Self-defense is at the heart of the training that is offered at The Napping Cat.
Getting home safe, that’s what we all want. The one thing that was emphasized by my teacher, Sensei Moody was that we must make ourselves defendable. I used to think that meant becoming stronger, faster. So I worked to train my body to become stronger and more agile. But in time I learned that I needed to work on the way I looked at life and the world around me.
To borrow a movie line “Luke, you got to get your mind right”. If you feel guilt , less than you “should be” or shame ,it’s hard to stop people from misusing you. If you feel like “you deserve this punishment” you can’t protect yourself.
So training over time teaches us that it’s 90% mental and 10% physical. Even when we spend all off our time marching up and down the mat, hours in front of the mirror so we can perfect our movements.
And after time I had small moments of “so that’s what he means” and Sensei would say that you need to wear down your ego, so that you can grow and learn new things. Our Minds are like “the drunken monkey”, busy, loud and unfocused. By working up a good sweat to the point of collapse, we keep going. This is the 1st step in mental training. This is the beginning of learning to focus our mind and will. We find out that we are more then we realize. If you are strong and fit at the start of your training we wear you down, to the point of dropping. You learn that it is your Will that keeps you going, what makes you strong. Who is stronger, someone that needs a wheel chair and an air tank or the gold medal winner. Who has the stronger Sprit? Hard training over time shows the student that they are more then they realized.
Training takes the ego and deflates it and compress the Ego till it’s small and hard, till the change into a crystal is completed. And this is where you get your strength, your Focus and Will.

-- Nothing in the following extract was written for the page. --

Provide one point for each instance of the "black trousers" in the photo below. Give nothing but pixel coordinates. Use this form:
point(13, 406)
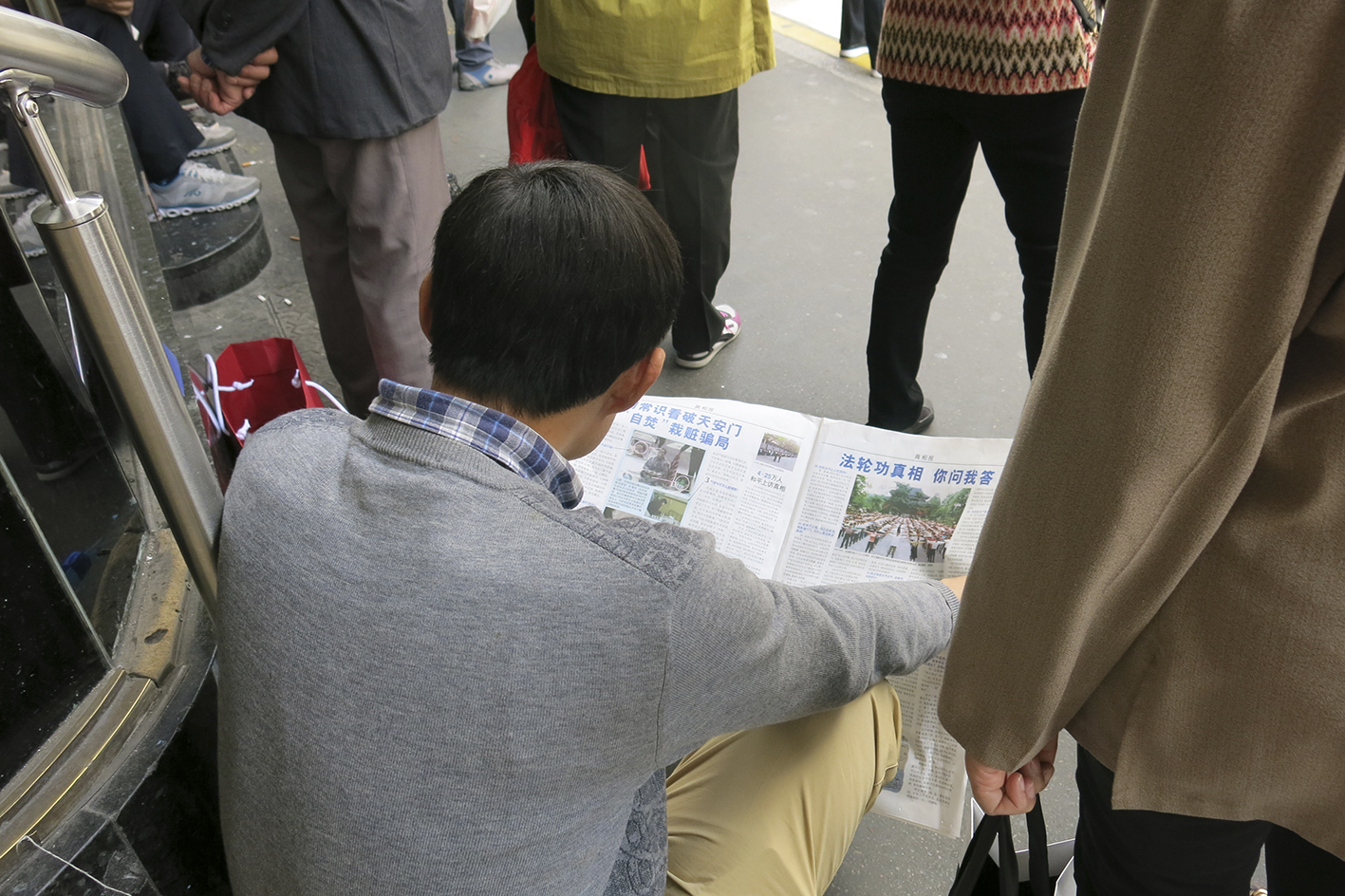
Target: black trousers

We all have this strength, if we go to work a job that we dislike, below our skill set, or a boss that belittles us. We have all been there. We work these jobs because we have to. We all need a home, food and a safe place for our family. That’s why we put up with this stuff.
But we need to recognize that this is an act of courage, not surrender. Facing an attacker may be easier then facing Monday morning.
Training can teach us that we do have the courage to live our lives.
We all have the potential to touch the stars. We just get sidetracked, it’s easy to do just enough so that we have time for fun. In the modern world, too often people are looking for a pay off or pay back.
We need to ask ourselves, am I being the best I can be? Is there more to my life then just getting by? We need to be able to ask the right questions. It’s not always the answer that is important but rather what we ask ourselves.